The technique mobilises our natural systems for healing and recuperation. It consists of a series of simple, easily learned mental exercises that link mind and body together in association with deep relaxation. These exercises enable the mind to calm itself by switching off the body’s stress responses.
The standard autogenic exercises can be adapted to include personal motivational formulae, affirmations or healing formulae. In addition, various additional mental exercises can be introduced – some to help deal with the lingering effects of past experience and others to allow calming in a stressful situation.

WHAT CAN MIND–BODY THERAPIES BE USED FOR?

Beyond simple relaxation, mind–body therapies have a wide range of uses. Because these methods treat the whole person rather than symptoms or diseases, they can be applied to almost any health problem. In addition, in healthy people, mind–body techniques (particularly Qigong, yoga and meditation) may be useful in health maintenance, disease prevention, the enhancement of well-being and spiritual growth.
Scientific studies have evaluated a number of these mind–body therapies.

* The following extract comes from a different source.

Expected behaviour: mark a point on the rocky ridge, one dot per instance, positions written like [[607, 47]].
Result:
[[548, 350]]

Hypnotherapy has been used to treat pain, irritable bowel syndrome and asthma effectively, and appears to be as good as any other approaches to smoking cessation.


Biofeedback has been shown to be of value in migraine, tension headaches, raised blood pressure and urinary incontinence.

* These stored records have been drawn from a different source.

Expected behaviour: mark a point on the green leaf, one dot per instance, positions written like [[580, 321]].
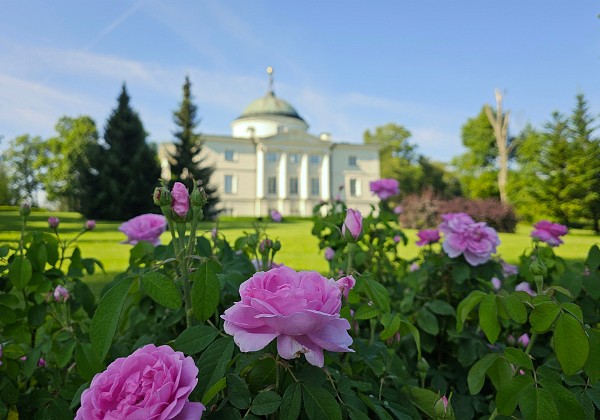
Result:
[[319, 404], [291, 403], [106, 318], [515, 308], [476, 375], [466, 306], [427, 322], [566, 403], [518, 357], [366, 312], [543, 316], [488, 317], [592, 366], [266, 402], [205, 290], [195, 339], [212, 364], [214, 390], [238, 392], [537, 403], [441, 307], [508, 395], [162, 289], [571, 344], [593, 259], [19, 272]]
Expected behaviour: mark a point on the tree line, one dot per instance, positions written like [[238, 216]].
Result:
[[109, 177]]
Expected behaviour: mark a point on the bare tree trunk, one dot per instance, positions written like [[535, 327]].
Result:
[[499, 123]]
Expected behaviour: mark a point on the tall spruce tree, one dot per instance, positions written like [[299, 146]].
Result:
[[123, 172], [185, 161]]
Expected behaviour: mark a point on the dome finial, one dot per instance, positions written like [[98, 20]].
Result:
[[270, 73]]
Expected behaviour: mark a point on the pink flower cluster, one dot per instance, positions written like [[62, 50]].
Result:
[[385, 188], [474, 240], [146, 227], [549, 232], [300, 309], [151, 383]]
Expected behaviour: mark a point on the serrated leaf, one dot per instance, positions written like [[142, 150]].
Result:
[[515, 308], [266, 402], [162, 289], [205, 290], [319, 403], [291, 403], [466, 306], [476, 375], [106, 318], [543, 315], [571, 344], [518, 357], [488, 317], [195, 339]]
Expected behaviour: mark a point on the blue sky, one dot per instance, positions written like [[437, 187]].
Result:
[[346, 66]]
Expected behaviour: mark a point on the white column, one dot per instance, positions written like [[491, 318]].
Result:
[[325, 193], [282, 181]]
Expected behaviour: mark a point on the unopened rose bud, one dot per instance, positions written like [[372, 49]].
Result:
[[90, 225], [53, 222]]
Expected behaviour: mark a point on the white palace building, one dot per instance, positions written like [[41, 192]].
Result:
[[271, 162]]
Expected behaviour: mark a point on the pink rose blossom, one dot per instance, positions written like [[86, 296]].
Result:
[[53, 222], [475, 241], [352, 224], [428, 236], [300, 309], [276, 216], [549, 232], [329, 253], [146, 227], [151, 383], [525, 287], [180, 199], [345, 284], [60, 294], [385, 188]]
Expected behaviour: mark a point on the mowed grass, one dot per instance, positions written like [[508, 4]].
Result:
[[299, 247]]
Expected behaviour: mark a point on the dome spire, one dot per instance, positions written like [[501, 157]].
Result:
[[270, 73]]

Guided imagery is certainly an easy way to relax and, although there are few clinical trials, it has been used in a wide range of conditions including pain, asthma, raised blood pressure and irritable bowel syndrome as well as in the treatment of AIDS and cancer.


Meditation has been used to treat anxiety and depression in cancer patients as well as stress and pain.
There are very few good quality clinical trials evaluating Qigong, but a wide range of studies have been used to evaluate and understand autogenic therapy and do show that it is beneficial for many people.

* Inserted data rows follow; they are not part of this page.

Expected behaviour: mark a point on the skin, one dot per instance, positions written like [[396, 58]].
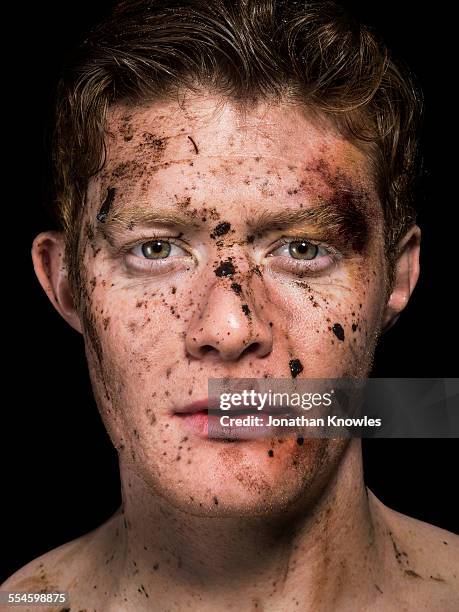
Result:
[[205, 524]]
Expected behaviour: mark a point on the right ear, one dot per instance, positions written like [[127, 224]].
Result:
[[51, 270]]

HOW DO THESE THERAPIES WORK?

Mind–body therapies support and encourage the body’s internal healing mechanism. Our under­standing of healing and how the mind can affect the immune system (psychoneuroimmunology) has increased dramatically over the last two decades. We now understand that various chemicals released during relaxed emotional states enhance healing and relax the automatic or unconscious part of the nervous system so that it becomes less ‘stressed and tense’. These psychoneuroimmunological effects do have a direct positive effect on our immune status and the activity of our white blood cells.

IS IT SAFE?

These methods are generally very safe, and there are few precautions or side effects provided that they are competently taught and appropriately applied. As with any form of treatment it is, of course, essential that a proper diagnosis is made first, and the limitations of the method recognised. Hypnosis should not be performed on patients with psychosis, organic psychiatric conditions or antisocial personality disorders because the hypnotic process may strengthen their condition.

WHO SHOULD I CONSULT?

There are various different organisations for each of the therapies. In the case of doctors practising any of these techniques, the General Medical Council regulates the ethical and pro­fessional standards of medical behaviour. Psychologists practising these therapies are certified and registered by the British Psycho­logical Society. Practitioners who are neither doctors nor psycho­logists are regulated mainly by their professional training and therapy organisations.